Di sudut sebuah pohon yang rindang kulihat disana dua ekor kucing sedang asik makan sahur. Sepotong tempe dan ayam goreng yang tadi kubeli sudah tinggal tulang nya saja. Seolah mengejek ku dua ekor kucing tadi dengan asik masih saja menjilati tulang ayam tersebut. Akupun naik pitam, Kulempar dua ekor kucing itu dengan batu. Batu mengenai kaki salah seekor kucing. Amarah begitu memuncak dalam darahku. Sambil terpincang-pincang Kucing itupun berlarian melompat keatas genting, menjauh sambil memandangiku. Sumpah serapah pun keluar dari mulutku.

Jarak warung yang buka sahur sangat jauh dari tempat kos ku dan rasanya tidak akan cukup waktu untuk sampai kesana. Teman-teman kos sedang pulang kampung. Langit pun bersekongkol mengejekku, Hujan turun semakin deras. Dengan perasaan bercampur aduk antara marah dan sedih aku pun kembali lagi ke kamar kos. Kusendok sepiring nasi dan sepotong kecil tempe yang tersisa. Kutelan nasi hangat tersebut dengan emosi bercampur aduk dan mata berkaca-kaca. Teringat suasana sahur dirumah yang penuh dengan canda adik-adiku dan lauk pauk yang lengkap. Kalau saja tidak ada ujian semester ini tentu aku sudah ada dirumah.

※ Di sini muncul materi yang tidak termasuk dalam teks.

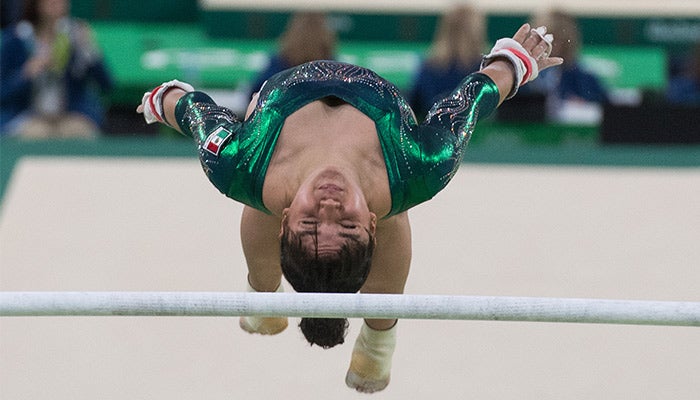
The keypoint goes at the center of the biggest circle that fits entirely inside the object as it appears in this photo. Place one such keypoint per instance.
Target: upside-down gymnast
(327, 161)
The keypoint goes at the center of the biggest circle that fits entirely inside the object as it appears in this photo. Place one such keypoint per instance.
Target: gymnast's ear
(283, 221)
(372, 223)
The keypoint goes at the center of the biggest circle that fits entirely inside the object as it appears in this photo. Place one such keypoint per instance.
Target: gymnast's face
(331, 209)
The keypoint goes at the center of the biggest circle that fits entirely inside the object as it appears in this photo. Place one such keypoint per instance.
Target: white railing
(332, 305)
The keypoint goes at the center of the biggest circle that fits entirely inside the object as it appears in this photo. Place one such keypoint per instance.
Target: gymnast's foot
(263, 325)
(370, 366)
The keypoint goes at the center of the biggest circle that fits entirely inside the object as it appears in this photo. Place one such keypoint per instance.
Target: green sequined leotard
(420, 158)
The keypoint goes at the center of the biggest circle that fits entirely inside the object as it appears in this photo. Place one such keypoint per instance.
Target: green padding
(628, 67)
(143, 55)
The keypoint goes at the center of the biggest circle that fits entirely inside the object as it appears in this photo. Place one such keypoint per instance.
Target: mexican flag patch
(216, 140)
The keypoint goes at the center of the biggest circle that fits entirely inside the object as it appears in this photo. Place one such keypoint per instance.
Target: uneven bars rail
(335, 305)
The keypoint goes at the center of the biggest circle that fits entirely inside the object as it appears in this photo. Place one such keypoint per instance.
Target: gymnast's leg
(260, 240)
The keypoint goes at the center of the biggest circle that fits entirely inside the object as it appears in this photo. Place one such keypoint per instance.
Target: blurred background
(635, 49)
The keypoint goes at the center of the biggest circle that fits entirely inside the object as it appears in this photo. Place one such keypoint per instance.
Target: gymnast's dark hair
(344, 272)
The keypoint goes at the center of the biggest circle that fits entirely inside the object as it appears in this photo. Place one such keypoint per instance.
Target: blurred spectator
(307, 37)
(456, 52)
(10, 12)
(684, 89)
(50, 75)
(572, 93)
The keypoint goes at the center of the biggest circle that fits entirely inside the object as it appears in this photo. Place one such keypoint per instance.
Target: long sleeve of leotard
(427, 155)
(220, 137)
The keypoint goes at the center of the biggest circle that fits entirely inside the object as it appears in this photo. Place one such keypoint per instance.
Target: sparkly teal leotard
(420, 158)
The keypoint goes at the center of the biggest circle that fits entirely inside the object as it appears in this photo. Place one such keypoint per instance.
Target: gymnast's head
(326, 245)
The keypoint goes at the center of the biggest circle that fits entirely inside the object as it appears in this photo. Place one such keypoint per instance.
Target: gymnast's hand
(528, 51)
(152, 106)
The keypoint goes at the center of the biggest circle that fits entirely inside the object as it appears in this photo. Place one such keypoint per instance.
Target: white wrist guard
(524, 65)
(152, 101)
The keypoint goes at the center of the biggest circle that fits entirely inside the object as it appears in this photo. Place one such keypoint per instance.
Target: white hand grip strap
(153, 101)
(524, 64)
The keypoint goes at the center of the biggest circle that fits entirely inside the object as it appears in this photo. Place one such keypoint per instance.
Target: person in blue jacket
(52, 75)
(307, 37)
(684, 88)
(570, 85)
(328, 160)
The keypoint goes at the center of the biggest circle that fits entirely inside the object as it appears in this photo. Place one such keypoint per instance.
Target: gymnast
(327, 161)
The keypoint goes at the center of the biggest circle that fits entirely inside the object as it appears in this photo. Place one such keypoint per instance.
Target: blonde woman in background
(51, 75)
(456, 52)
(307, 37)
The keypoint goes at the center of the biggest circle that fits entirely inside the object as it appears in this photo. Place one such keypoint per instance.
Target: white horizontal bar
(334, 305)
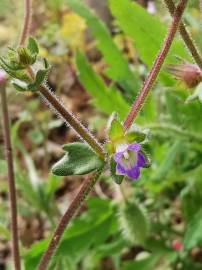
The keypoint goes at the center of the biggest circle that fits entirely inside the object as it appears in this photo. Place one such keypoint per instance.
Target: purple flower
(129, 160)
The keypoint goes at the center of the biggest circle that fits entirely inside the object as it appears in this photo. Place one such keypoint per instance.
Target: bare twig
(71, 120)
(64, 221)
(11, 180)
(26, 22)
(186, 37)
(156, 66)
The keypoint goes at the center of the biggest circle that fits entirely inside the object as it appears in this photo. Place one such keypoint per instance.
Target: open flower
(129, 160)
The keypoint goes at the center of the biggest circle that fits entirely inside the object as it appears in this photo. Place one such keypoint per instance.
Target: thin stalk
(11, 180)
(156, 66)
(185, 36)
(64, 221)
(26, 22)
(68, 117)
(178, 131)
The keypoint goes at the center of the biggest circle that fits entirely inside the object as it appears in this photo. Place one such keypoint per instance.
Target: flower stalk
(11, 178)
(85, 189)
(149, 82)
(185, 36)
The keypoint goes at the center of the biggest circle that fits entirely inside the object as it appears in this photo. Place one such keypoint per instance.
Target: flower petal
(134, 147)
(133, 173)
(120, 170)
(140, 160)
(118, 156)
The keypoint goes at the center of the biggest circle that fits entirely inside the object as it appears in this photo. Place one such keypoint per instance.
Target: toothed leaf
(32, 46)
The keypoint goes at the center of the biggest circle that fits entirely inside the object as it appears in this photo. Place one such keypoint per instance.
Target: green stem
(64, 221)
(186, 37)
(26, 22)
(71, 120)
(149, 82)
(173, 129)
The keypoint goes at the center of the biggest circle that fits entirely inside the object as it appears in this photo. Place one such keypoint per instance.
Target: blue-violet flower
(129, 160)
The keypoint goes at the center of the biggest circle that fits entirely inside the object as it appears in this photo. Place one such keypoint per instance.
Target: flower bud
(187, 73)
(25, 58)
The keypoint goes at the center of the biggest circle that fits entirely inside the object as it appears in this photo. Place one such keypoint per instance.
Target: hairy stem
(156, 66)
(168, 128)
(11, 180)
(64, 221)
(26, 22)
(53, 100)
(186, 37)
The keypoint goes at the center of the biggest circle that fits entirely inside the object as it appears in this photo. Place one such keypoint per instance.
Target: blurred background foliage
(100, 53)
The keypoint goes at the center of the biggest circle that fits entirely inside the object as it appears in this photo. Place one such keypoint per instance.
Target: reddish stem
(11, 180)
(186, 37)
(26, 22)
(156, 66)
(65, 219)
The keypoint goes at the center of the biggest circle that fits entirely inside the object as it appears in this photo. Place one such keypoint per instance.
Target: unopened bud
(3, 77)
(187, 73)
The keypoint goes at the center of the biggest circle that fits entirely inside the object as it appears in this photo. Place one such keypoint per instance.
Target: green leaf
(103, 96)
(193, 235)
(78, 160)
(117, 178)
(136, 134)
(32, 46)
(77, 239)
(19, 85)
(134, 223)
(169, 160)
(146, 30)
(118, 67)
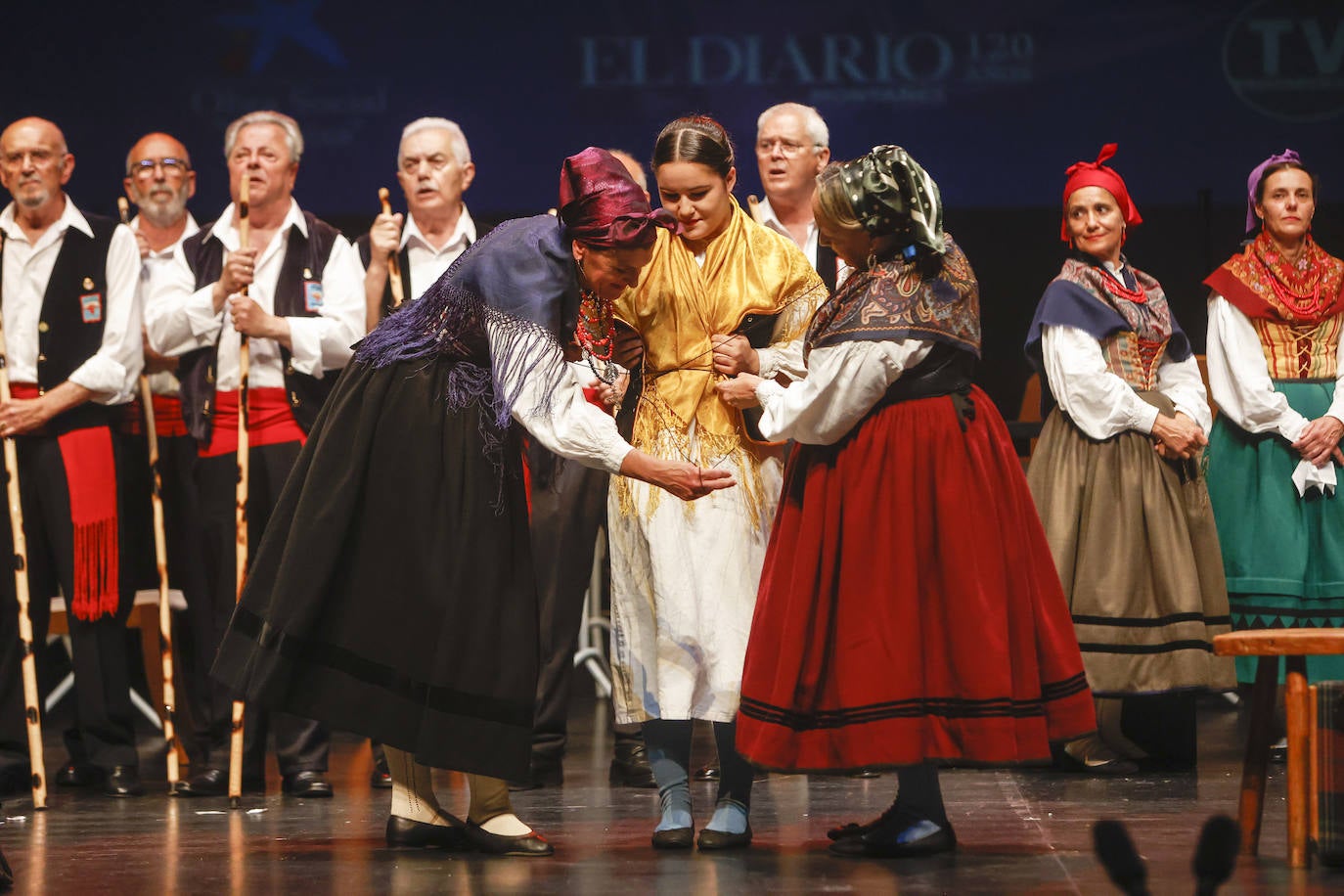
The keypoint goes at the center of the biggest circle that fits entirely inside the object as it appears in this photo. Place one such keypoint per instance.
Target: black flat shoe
(883, 841)
(79, 774)
(674, 838)
(711, 840)
(405, 833)
(309, 784)
(528, 845)
(122, 781)
(381, 778)
(631, 767)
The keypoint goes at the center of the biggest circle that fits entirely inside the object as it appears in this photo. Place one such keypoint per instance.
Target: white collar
(466, 230)
(70, 216)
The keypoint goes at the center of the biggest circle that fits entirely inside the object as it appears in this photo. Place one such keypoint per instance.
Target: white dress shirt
(1238, 377)
(180, 317)
(843, 383)
(112, 373)
(563, 421)
(1100, 403)
(809, 245)
(428, 263)
(154, 267)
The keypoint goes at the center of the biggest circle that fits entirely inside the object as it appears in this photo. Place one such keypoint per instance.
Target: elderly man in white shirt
(793, 146)
(434, 168)
(295, 291)
(71, 324)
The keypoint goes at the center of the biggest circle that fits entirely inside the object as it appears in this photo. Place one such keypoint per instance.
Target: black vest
(74, 309)
(305, 258)
(403, 256)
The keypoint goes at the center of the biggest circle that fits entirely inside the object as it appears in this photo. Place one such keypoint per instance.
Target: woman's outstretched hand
(1320, 441)
(739, 391)
(1178, 437)
(680, 478)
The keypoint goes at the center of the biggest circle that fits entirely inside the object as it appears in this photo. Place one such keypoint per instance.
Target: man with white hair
(295, 291)
(791, 147)
(158, 182)
(434, 168)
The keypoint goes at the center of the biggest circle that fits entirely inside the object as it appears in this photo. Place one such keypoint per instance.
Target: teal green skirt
(1282, 554)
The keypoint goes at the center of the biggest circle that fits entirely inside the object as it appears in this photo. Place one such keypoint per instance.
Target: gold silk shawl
(749, 270)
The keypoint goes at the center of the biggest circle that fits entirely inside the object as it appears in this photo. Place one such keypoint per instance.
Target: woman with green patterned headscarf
(909, 610)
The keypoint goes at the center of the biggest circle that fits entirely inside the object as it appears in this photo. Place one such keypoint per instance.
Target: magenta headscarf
(603, 207)
(1253, 183)
(1095, 173)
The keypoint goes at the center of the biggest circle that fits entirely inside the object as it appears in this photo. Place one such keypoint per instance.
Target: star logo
(277, 22)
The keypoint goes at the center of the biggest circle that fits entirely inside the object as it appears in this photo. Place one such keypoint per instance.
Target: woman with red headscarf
(1275, 321)
(1116, 475)
(392, 594)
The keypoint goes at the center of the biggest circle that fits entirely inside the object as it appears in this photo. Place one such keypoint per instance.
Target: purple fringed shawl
(521, 278)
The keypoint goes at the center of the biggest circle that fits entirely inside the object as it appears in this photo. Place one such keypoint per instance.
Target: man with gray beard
(158, 182)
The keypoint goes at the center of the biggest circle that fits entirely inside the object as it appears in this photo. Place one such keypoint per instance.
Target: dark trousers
(301, 744)
(568, 506)
(182, 543)
(103, 733)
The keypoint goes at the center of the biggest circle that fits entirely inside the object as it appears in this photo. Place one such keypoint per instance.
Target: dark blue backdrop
(995, 98)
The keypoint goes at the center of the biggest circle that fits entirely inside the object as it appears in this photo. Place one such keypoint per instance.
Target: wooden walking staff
(236, 740)
(147, 400)
(21, 580)
(394, 263)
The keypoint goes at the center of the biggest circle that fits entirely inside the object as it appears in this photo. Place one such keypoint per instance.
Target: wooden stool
(1294, 645)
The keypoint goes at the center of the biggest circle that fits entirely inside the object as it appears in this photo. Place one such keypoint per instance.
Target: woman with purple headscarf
(392, 594)
(1275, 320)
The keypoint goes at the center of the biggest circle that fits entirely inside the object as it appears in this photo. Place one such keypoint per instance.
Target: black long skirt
(392, 593)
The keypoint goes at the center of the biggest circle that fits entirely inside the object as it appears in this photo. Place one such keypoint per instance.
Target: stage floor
(1023, 830)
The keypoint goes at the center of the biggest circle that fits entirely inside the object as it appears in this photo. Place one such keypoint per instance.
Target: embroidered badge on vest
(312, 293)
(90, 308)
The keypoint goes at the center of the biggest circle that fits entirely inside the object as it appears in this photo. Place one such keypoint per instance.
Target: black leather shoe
(122, 781)
(883, 841)
(631, 767)
(419, 834)
(211, 782)
(214, 782)
(711, 838)
(311, 784)
(381, 778)
(674, 838)
(528, 845)
(79, 774)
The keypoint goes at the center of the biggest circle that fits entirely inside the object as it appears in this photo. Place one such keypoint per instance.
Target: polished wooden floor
(1020, 830)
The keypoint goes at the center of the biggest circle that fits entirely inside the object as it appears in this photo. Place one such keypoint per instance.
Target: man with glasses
(295, 291)
(793, 146)
(71, 326)
(434, 168)
(158, 182)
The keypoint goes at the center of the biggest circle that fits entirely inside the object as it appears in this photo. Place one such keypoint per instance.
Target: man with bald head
(434, 168)
(294, 291)
(71, 324)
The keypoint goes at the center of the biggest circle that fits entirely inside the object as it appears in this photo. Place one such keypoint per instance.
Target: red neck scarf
(1262, 285)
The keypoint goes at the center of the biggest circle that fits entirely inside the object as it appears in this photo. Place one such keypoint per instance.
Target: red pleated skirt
(910, 607)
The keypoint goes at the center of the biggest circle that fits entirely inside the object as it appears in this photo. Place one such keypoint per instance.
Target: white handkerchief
(1308, 475)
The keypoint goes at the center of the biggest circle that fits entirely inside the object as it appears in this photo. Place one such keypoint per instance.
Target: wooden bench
(1294, 645)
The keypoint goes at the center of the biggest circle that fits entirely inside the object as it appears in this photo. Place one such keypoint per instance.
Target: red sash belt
(269, 422)
(168, 422)
(92, 481)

Tak lama azan subuh pun bergema, kuambil air wudhu dan segera menunaikan sholat subuh. Air yang dingin menyurutkan amarahku. Puasa sudah berjalan dua minggu, tapi urusan mengendalikan amarah tampaknya belum sepenuhnya bisa kukuasai. Ku ucapkan istigfar beberapa kali, mungkinkah ini juga salah satu ujian dari Nya untuk ku yang sedang menjalankan puasa. Ternyata urusan mengendalikan amarah itu memang salah satu hal yang sulit.

Dipagi hari kulihat kucing tersebut di dekat tempat kos ku. Berjalan terpincang-pincang, dengan kaki belakang yang tampak terluka. Jika saja kucing itu mengerti betapa menyesal aku. Aku Cuma mau bilang, “Maafkan aku ya puss, tadi malam aku sangat marah padamu”.